Visto che è iniziato il 2018, e che ho intenzione di tornare a scrivere di baseball italiano, voglio essere chiaro. Non sono disposto a regalare i miei articoli a nessuno. Chi è interessato a pubblicare qualcosa di mio, mi faccia un’offerta economica.
Voglio anche chiarire che non esiste al mondo, che io scriva per “vendicarmi” della FIBS. Ho sempre inteso dare il mio contributo al baseball (e, per quanto me ne sia occupate meno, al softball) scrivendo. Continuerò a farlo. Certo, sono uno spirito critico. Ma nessuno è obbligato a leggermi, se quello che scrivo non è apprezzato.
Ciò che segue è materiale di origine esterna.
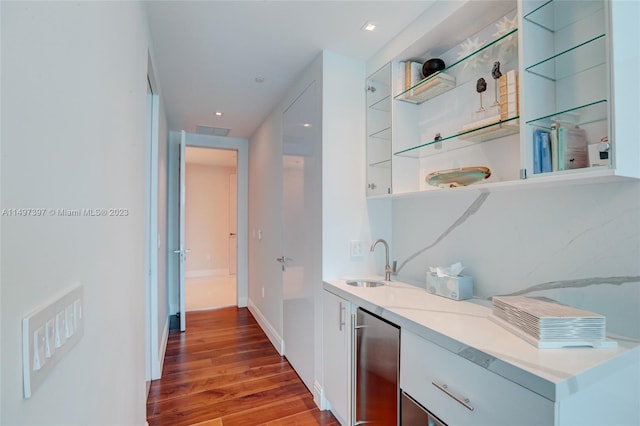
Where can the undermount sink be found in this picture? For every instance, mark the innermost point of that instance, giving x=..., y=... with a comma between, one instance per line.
x=365, y=283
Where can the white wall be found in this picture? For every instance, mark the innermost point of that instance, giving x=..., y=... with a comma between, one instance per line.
x=207, y=219
x=73, y=132
x=265, y=220
x=344, y=210
x=579, y=245
x=162, y=284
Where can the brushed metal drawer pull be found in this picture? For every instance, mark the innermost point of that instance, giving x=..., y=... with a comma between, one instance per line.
x=464, y=401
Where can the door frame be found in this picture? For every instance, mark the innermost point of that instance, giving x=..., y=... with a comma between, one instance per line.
x=240, y=145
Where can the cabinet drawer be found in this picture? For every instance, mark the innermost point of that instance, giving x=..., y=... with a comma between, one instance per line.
x=494, y=400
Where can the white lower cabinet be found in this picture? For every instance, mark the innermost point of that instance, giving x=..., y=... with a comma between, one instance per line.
x=336, y=353
x=460, y=392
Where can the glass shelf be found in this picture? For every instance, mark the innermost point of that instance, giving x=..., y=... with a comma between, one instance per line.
x=582, y=57
x=382, y=104
x=440, y=82
x=386, y=164
x=580, y=116
x=553, y=16
x=382, y=134
x=463, y=139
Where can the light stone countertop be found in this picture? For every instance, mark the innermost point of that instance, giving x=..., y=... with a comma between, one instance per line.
x=464, y=328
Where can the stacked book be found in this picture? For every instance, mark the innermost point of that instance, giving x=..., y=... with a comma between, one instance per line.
x=509, y=100
x=563, y=147
x=548, y=324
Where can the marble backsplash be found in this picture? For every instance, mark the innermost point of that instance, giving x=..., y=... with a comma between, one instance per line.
x=579, y=245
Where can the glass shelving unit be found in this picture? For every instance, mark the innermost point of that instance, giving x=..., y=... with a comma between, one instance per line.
x=567, y=84
x=379, y=132
x=463, y=139
x=443, y=81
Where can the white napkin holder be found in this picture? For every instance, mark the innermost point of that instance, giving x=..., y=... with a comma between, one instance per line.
x=459, y=287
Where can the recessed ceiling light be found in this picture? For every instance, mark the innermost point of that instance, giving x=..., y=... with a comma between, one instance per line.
x=369, y=26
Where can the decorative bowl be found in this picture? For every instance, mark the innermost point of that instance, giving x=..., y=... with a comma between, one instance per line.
x=458, y=177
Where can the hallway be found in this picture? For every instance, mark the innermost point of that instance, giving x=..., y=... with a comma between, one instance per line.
x=202, y=293
x=224, y=368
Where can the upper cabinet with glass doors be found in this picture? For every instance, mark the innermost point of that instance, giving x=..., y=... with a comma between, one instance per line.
x=379, y=132
x=532, y=90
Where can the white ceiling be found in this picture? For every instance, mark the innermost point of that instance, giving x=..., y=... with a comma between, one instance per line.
x=207, y=54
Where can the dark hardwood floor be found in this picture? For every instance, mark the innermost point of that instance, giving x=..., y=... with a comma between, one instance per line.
x=224, y=371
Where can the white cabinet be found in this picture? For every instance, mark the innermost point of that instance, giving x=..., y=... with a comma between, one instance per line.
x=460, y=392
x=336, y=354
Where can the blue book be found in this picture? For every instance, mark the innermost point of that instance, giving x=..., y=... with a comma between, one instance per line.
x=545, y=155
x=537, y=151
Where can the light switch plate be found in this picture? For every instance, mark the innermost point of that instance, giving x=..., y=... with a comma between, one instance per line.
x=44, y=341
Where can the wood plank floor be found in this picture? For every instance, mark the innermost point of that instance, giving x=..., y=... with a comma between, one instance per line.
x=224, y=371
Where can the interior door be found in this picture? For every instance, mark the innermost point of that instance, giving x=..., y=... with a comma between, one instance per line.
x=181, y=251
x=301, y=224
x=233, y=223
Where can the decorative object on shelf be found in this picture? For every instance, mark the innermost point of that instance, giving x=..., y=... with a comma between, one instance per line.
x=469, y=46
x=432, y=66
x=509, y=44
x=453, y=178
x=481, y=86
x=496, y=74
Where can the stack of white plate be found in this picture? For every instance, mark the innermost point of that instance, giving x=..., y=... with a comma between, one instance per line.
x=549, y=324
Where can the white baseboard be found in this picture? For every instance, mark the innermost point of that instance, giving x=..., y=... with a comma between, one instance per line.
x=268, y=329
x=199, y=273
x=163, y=348
x=319, y=398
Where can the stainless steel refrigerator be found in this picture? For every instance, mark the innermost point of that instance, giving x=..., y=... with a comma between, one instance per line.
x=377, y=372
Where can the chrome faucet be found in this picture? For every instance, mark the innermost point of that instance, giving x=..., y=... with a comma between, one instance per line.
x=387, y=268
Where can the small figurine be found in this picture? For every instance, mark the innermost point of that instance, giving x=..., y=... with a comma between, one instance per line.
x=481, y=86
x=496, y=74
x=495, y=71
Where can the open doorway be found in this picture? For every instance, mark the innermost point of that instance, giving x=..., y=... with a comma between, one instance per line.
x=210, y=228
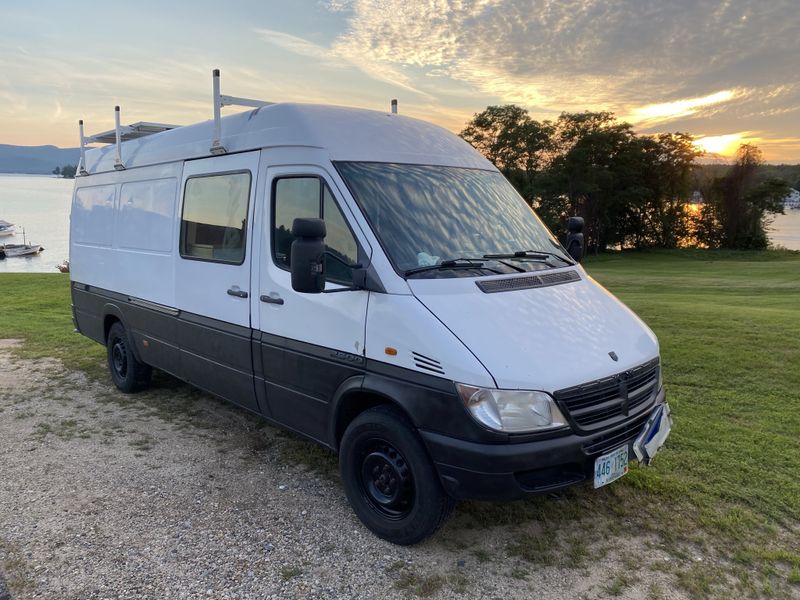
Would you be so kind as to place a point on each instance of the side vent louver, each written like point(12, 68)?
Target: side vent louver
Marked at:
point(427, 364)
point(528, 281)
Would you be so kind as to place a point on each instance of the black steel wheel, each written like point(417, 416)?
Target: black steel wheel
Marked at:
point(389, 477)
point(128, 373)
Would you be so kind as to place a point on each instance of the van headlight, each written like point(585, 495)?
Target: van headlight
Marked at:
point(511, 411)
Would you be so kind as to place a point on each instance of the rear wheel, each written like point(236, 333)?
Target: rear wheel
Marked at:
point(389, 477)
point(128, 373)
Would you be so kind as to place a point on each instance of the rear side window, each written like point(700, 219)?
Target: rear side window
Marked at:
point(214, 219)
point(311, 198)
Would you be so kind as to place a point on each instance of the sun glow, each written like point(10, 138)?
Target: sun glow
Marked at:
point(725, 145)
point(680, 108)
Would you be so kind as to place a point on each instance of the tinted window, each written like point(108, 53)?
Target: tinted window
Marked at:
point(424, 215)
point(214, 220)
point(310, 197)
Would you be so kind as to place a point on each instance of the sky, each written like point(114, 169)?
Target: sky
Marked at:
point(725, 71)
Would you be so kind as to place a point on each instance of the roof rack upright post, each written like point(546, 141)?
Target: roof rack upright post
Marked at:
point(82, 164)
point(118, 163)
point(216, 146)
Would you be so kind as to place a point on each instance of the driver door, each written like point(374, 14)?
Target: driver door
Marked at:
point(309, 343)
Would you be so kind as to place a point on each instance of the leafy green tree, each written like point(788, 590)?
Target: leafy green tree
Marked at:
point(739, 204)
point(68, 171)
point(517, 145)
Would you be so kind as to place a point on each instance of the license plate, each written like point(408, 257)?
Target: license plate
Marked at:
point(611, 466)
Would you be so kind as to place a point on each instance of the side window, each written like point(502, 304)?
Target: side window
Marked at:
point(310, 197)
point(339, 240)
point(214, 218)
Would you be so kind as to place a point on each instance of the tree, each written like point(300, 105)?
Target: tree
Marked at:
point(740, 202)
point(68, 171)
point(516, 144)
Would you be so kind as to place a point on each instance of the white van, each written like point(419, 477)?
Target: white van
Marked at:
point(373, 283)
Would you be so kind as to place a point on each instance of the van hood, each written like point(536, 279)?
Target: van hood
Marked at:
point(545, 338)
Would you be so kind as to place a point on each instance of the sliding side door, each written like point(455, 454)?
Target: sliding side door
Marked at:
point(212, 275)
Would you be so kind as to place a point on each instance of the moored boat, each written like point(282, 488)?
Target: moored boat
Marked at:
point(23, 249)
point(12, 250)
point(6, 228)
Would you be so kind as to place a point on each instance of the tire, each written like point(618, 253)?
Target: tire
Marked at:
point(127, 373)
point(389, 478)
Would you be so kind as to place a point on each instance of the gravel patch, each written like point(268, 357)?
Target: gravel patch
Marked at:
point(173, 494)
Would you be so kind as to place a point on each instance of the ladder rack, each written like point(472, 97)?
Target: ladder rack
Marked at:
point(120, 133)
point(220, 101)
point(123, 133)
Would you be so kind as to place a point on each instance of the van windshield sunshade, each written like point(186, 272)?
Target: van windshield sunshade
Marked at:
point(528, 281)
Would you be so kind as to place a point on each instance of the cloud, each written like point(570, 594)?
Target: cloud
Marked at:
point(295, 44)
point(654, 60)
point(334, 58)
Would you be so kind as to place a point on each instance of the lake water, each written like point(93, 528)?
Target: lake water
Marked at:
point(40, 204)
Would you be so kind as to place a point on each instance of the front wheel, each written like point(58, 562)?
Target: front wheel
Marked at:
point(389, 477)
point(128, 373)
La cosa che più mi stupisce, alla fine del mio anno sabbatico, è che sembra che quest’anno non sia mai passato. L’unica cosa successa nel concreto sotto questa Amministrazione è che il massimo campionato di baseball non si chiama più Italian Baseball League e torna a chiamarsi Serie A1. Se organizzare il campionato con le retrocessioni può anche avere un senso (per me, si tratta di un errore; ma ci tornerò), quel che davvero mi sfugge è il senso di aver voluto buttare un nome che contiene la parola baseball e permette di creare un acronimo (IBL) facilmente ricordabile e, quindi, utile a identificare un potenziale brand. Serie A1 non ha nessuna caratteristica buona. Diventa anche difficile stilizzare un marchio, di un campionato che porta questo nome. Almeno lo avessero chiamato Serie A, c’era la speranza che qualcuno lo confondesse con quella di calcio
L’altra cosa incomprensibile è la presunta (perché mi pare che le tasse di tesseramento e il vincolo funzionino in modo diverso per le 2 categorie) parificazione dei cittadini dei Paesi dell’ Unione Europea agli italiani. Su questo, ho davvero molto da dire.

Chiudo con 2 comunicazioni.
La prima è il mio ennesimo grazie pubblico a Riccardo Fraccari, che mi ha dato un’altra opportunità di lavorare nel mondo del baseball. Abbiamo avuto scontri anche duri, durante il suo ultimo mandato da Presidente FIBS. E non era obbligato in nessun modo a propormi un incarico.
La seconda è la decisione di pubblicare i passi del mio diario di viaggio del dicembre 2016 e gennaio 2017 che fotografano il mio stato d’animo dopo essere stato “tagliato” dalla FIBS. Li troverete sulla mia pagina autore di Facebook (quindi NON il mio profilo personale) e avranno l’hashtag #schirotagliato.

Il sassolino nella scarpa non c’è più.